Wednesday, June 27, 2012

Patricia Barber's Modern Cool on Blu-Ray

Patricia Barber's Modern Cool on Blu-Ray? What am I supposed to do with this? I was perplexed when Michael Friedman of Premonition Records sent me this disc to review, since I'm vaguely unaware of the marketplace when it comes to Blu-Ray audio-only releases. As a dyed-in-the-wool anachronist, I get a little confused when I'm randomly sent downloads or unfamiliar formats. My first instinct is to send a little cyber-note asking if I can have it on vinyl instead, or even a CD. But Blu-Ray? I don't even own a Blu-Ray player.

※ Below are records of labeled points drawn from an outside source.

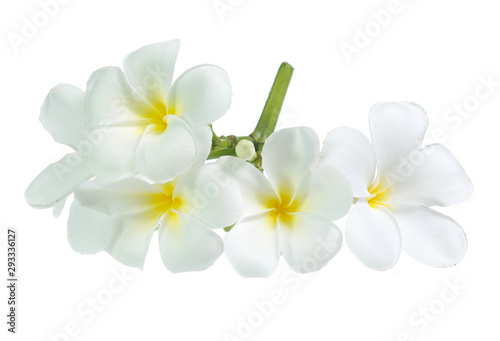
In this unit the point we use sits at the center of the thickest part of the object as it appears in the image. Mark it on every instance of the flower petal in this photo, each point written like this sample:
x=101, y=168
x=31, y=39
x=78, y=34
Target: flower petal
x=324, y=191
x=308, y=242
x=161, y=156
x=58, y=208
x=211, y=195
x=256, y=189
x=150, y=69
x=62, y=115
x=57, y=181
x=351, y=153
x=112, y=155
x=201, y=95
x=252, y=246
x=109, y=100
x=287, y=156
x=132, y=236
x=397, y=129
x=186, y=244
x=89, y=231
x=120, y=197
x=203, y=136
x=434, y=178
x=373, y=236
x=430, y=237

Oh, wait...I do have a Blu-Ray player--on my laptop. Using the DAC from my SoundBlaster soundcard, I can play this and evaluate it. But there's another obstacle. How do I really feel about Patricia Barber? When I worked at TONEAudio, publisher Jeff Dorgay was fond of saying how he owned NO Patricia Barber records and had no intention of doing so. Ms. Barber has earned a reputation as one of those performers who appeal to audiophiles due to the spectacular sound quality of her recordings, but for those who pride themselves on being music lovers she travels in those same circles as Diana Krall (you know how I feel about her), Jennifer Warnes and Madeleine Peyroux (a singer I do like a lot).

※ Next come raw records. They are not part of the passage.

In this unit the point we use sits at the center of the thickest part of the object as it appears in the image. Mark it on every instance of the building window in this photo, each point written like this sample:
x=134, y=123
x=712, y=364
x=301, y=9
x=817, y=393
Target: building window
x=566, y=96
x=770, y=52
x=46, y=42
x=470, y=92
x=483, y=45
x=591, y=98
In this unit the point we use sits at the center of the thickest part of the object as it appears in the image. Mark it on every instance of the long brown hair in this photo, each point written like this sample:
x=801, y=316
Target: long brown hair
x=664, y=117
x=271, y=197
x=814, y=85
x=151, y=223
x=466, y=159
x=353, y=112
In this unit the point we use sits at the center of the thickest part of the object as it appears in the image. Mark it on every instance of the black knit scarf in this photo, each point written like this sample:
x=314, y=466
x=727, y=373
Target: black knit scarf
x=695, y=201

As a reviewer, I do need to remain objective. And as Michael Friedman wrote, "Audio-only Blu-Ray is an emerging format. It's a bit of a long shot but I would love to see it gain a foothold." I'll do my best, Michael.

First of all, let's talk about the music. Modern Cool is a bit more jagged and adventurous than I expected, and not at all bland or aloof like those well-recorded efforts from Krall or Warnes. Made up mostly of originals, this album features spare arrangements that leap out and confront the listener. This is not the traditionally smooth and sultry torch music your parents adored, but confrontational and full of melancholy. Her covers are also surprising, such as her versions of the Doors' "Light My Fire," Paul Anka's "She's a Lady" and the old Dietz-Schwartz tune "You & The Night & The Music." After listening to Cool, I'm not sure about the backlash Barber has been receiving. She's clearly taking risks, big ones.

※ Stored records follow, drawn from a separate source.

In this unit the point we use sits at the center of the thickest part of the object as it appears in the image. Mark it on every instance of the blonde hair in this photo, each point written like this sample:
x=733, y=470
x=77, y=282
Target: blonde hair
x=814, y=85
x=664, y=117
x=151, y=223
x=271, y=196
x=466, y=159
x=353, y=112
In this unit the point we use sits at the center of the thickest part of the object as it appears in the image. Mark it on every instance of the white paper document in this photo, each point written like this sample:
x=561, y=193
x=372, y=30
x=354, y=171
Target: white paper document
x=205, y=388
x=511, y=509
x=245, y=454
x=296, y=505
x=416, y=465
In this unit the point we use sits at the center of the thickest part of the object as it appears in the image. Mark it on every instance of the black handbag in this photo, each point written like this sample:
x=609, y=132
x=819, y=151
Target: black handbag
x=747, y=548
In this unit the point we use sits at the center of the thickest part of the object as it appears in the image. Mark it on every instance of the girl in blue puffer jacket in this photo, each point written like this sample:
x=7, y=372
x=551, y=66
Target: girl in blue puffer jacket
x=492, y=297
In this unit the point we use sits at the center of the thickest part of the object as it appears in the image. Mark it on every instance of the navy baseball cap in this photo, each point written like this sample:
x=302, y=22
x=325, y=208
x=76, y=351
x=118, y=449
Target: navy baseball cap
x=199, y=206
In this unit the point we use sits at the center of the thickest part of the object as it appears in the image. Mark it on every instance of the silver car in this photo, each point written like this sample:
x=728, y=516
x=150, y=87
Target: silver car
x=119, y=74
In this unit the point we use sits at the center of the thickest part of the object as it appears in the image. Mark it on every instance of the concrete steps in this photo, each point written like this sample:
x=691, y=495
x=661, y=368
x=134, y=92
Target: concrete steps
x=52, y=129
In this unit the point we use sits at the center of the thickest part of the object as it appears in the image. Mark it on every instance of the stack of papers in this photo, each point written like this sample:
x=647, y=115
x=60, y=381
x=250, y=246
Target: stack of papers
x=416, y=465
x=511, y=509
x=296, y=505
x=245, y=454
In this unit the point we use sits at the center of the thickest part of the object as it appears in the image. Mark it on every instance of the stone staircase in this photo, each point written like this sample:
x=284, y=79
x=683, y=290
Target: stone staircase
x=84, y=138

As far as the hi-rez format goes, I feel the sound quality is every bit as compelling and life-like as most WAV and FLAC downloads, with plenty of extension in the treble. That's where these modern formats excel, in my opinion, with amazingly sweet highs that drift off into the ether. I found that navigating the Blu-Ray format on my laptop was a little on the clunky side, with access to individual tracks a bit confusing. But knowing how confused I can get with these new-fangled technologies, I'm sure I'm doing something wrong.

It's rewarding to know, on the other hand, that there's one more way to listen to hi-rez music. In addition, I'm still one of those troglodytes who prefer physical media to downloads because I simply enjoy handling a disc and inserting it into a player. That's one of the reasons I felt a little disappointed when I first delved into CDs 30 years ago--I like to do more than push a few buttons when I interact with a piece of music. But for those of you who have Blu-ray capabilities and are looking for one more way to build your collection, Blu-ray audio is more than capable of satisfying.